Il desiderio di maternità o paternità del nostro amico, sovente ostentato come una buona ragione, è in realtà una proiezione tutta umana, visto che a Lola, nella migliore delle ipotesi, toccherà una seduta da noi programmata, e finalizzata a partorire cuccioli con cui trascorrerà, nel complesso, poco più di un mese. Quindi, ciascuno di essi verrà piazzato altrove. Affidato ad amici, conoscenti o sconosciuti: a esser sinceri, possiamo garantire affidabilità per una minima parte di costoro. Quanti saranno effettivamente curati e amati, e quanti, al contrario, trascurati se non maltrattati. Quanti infine finiranno per la strada, in un canile, vittime di turpi mercati?

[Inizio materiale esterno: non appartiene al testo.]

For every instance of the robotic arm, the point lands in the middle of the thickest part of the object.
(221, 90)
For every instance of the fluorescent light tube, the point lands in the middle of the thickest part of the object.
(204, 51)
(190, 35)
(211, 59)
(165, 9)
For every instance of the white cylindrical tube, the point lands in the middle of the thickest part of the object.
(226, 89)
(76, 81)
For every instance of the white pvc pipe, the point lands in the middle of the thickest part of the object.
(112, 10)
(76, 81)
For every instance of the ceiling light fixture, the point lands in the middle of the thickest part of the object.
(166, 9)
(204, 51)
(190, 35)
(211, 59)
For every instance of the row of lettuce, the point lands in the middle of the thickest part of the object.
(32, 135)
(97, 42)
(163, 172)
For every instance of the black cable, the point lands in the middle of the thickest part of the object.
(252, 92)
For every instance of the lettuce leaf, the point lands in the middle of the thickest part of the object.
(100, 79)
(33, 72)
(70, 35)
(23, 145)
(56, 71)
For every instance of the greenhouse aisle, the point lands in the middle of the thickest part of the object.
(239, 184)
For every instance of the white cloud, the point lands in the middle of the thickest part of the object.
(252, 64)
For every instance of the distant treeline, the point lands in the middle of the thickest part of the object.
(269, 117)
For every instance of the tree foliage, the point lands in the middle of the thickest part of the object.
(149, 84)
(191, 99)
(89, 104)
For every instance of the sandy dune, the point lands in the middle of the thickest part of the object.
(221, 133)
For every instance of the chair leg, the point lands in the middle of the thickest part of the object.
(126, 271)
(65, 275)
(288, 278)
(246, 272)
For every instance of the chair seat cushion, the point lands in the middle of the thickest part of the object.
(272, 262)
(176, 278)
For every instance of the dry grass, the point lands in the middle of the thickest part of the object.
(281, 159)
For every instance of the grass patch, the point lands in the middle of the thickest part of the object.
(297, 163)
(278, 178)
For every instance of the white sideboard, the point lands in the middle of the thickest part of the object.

D’altro canto, la nostra giurisdizione stima gli animali come cose, e allo stato attuale imporre la sterilizzazione nel privato verrebbe inteso come limitare la libertà del proprietario. Si potrebbe tuttavia consentire di tenere cani e gatti interi solo previo un dazio, cui aggiungere l’obbligo di sottoporli a regolari controlli nonché alla registrazione immediata di tutti i cuccioli. Si potrebbe inoltre combattere l’allevamento fai-da-te, del cui smisurato impatto cui si ha riscontro nei piccoli annunci: al di fuori di ogni controllo sanitario e fiscale, fattrici e stalloni sono costretti in spazi minuscoli, prigionieri di un mostruoso sfruttamento. Si potrebbe infine ragionare su una moratoria sull’allevamento ufficiale, non privo di responsabilità (dove finiscono i cuccioli malriusciti, i riproduttori a fine carriera?): qualche anno di sospensione delle attività per sanare la situazione, compensato magari con una quota del profluvio di risorse oggi investite ad alimentare un sistema perverso nei confronti di animali e uomini.